Завадский и Мордвинов… Я прожил бок о бок с ними довольно долгую творческую жизнь, и, думается мне, их праздник – наш праздник – можно воспринимать и шире, как высокое поощрение всей их жизни в искусстве, их творческой связи. Для каждого из них «Маскарад» не итог («итожить» в искусстве никогда не хочется), но этап, накопление сил перед следующими свершениями. Однако интересно оглянуться назад и посмотреть, как же накапливались эти силы.

Вот уже много лет, репетируя ли с Николаем Дмитриевичем, наблюдая ли его работу со стороны, я с любопытством и уважением слежу за тем, как Мордвинов, предназначенный, казалось бы, для ролей трагедийных, героико-романтических, ищет свое и находит в ролях, которые для трагика, скажем, действительно выглядят этакой пикантной приправой. И я убежден, что сегодняшняя свежесть его Арбенина во многом объясняется этими его поисками. И в первую очередь поисками нашего учителя Ю. А. Завадского, обладающего бесценным качеством: безошибочным ощущением возможностей, скрытых в актере. Завадский почуял в Мордвинове Отелло, но он же, ставя «Волки и овцы» А. Н. Островского, поручил Мордвинову не роль его плана – Беркутова, а… Мурзавецкого, хилого кретина с плохо координированной речью и унылым лицом неутоленного алкоголика…

А работа над Отелло соседствовала с поисками образа гольдониевского ненавистника, кавалера Риппафрата в «Трактирщице». Видевшие этот блистательный спектакль Завадского не забудут сияние самодовольства, озарявшее багровую, украшенную победно торчавшими пышными усищами физиономию мордвиновского кавалера, его уморительную грацию «самца» и тот комедийный азарт, с каким вел он свои поединки с обольстительницей Мирандолиной – Марецкой. А Марецкая, кстати сказать, покорявшая сердца в «Трактирщице», назавтра появлялась в лыжном костюмчике, с наивными косичками простодушной афиногеновской Машеньки…
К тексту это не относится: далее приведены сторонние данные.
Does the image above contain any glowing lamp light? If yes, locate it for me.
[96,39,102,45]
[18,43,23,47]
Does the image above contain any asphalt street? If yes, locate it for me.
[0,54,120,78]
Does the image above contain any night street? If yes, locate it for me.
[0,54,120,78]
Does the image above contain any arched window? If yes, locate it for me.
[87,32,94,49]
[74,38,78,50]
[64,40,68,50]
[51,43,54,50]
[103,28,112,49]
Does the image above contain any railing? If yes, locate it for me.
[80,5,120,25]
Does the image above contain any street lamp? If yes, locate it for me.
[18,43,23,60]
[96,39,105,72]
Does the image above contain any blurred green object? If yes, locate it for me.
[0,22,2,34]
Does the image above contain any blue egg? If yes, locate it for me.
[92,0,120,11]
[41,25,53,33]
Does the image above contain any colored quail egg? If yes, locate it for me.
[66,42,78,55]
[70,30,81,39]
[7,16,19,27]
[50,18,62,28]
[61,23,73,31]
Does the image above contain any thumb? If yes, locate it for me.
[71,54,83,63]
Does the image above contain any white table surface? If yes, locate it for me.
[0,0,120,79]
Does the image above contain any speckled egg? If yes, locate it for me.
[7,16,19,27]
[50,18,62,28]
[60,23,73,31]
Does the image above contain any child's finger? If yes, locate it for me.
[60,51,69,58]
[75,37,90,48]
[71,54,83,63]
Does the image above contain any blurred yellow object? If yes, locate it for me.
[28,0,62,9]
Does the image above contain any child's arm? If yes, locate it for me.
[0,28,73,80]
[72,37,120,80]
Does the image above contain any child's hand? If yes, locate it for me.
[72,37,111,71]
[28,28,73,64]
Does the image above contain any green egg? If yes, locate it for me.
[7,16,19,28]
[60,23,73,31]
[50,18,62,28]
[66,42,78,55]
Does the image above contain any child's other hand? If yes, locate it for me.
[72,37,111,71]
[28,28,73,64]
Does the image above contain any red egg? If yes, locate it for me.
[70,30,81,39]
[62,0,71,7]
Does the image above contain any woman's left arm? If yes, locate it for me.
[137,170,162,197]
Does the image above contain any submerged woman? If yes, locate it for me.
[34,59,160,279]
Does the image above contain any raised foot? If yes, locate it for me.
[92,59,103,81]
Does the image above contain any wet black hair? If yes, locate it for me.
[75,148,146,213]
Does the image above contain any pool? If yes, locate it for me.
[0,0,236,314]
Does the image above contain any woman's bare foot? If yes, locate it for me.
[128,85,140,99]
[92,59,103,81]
А подспудно зреет и вынашивается то, что позднее станет одним из главных творческих импульсов Мордвинова – романтическая тема, тема Лермонтова. Тут и влюбленность в самый образ поэта, и «Демон», выученный наизусть с детства. Тут и постоянное исполнение на концертной эстраде того же «Демона», «Мцыри», «Песни про купца Калашникова», и, наконец, Арбенин в «Маскараде», впервые созданный в кинофильме С. А. Герасимова в 1941 году, затем возникший на сцене нашего театра в 1952 году, с тех пор все годы сопутствующий Мордвинову и «дооткрытый» им в содружестве с Ю. А. Завадским в 1964 году.

О Мордвинове – Арбенине существует уже изрядная литература, но многое еще можно было бы написать о том, как почти четверть века берег и растил артист дорогой ему образ. Надо было видеть Мордвинова за кулисами, когда шел «Маскарад», чтобы понять, что такое актерская собранность и, так сказать, воля к победе, ибо в ходе каждого очередного спектакля он завоевывал какую-то новую грань образа, всем своим примером доказывая, что работа над ролью такого масштаба – процесс непрерывный и плодотворный. И когда Ю. А. Завадский предложил новое решение спектакля, Мордвинов сразу же вошел в него целиком, неестественно, возникла в его исполнении новая черта, доминирующая теперь над всем остальным в роли. Это новое бегло сформулировать можно так – постижение Арбениным в полной мере страшного закона, действующего в окружающем его мире: не пытайся быть добрым, зло восторжествует. Этот новый оттенок значительно укрупняет роль и делает более ощутимым для зрителя философский смысл образа.

По отношению к новой редакции «Маскарада» «заговор молчания», характерный для сегодняшней театральной прессы, нарушился (надолго ли?) и написано было много, так что мне нет смысла дублировать рецензентов и описывать спектакль. Но не могу не вспомнить о своих ощущениях в тот вечер, когда я в качестве зрителя занял место в зале на премьере. Я был участником спектакля в его первой редакции, а новых репетиций не видел, и рад был, что все новое увижу впервые. И совершеннейший восторг охватил меня, когда над потемневшим партером возникла фигура дирижера Костомолоцкого, теперь многократно описанная фигура, казалось, исторгавшая музыку, отчего столь знакомые оркестровые звуки обрели какое-то новое качество. Как и весь спектакль, с первых его тактов и дальше, дальше… Наверное, и раньше тема Рока, столь свойственная Лермонтову, звучала в замечательной музыке Хачатуряна, но теперь она проявлялась вдесятеро сильнее. И чем больше спектакль поднимался над бытом, наполняясь реальностью лермонтовской поэзии, тем сильнее его тема открывалась зрителю…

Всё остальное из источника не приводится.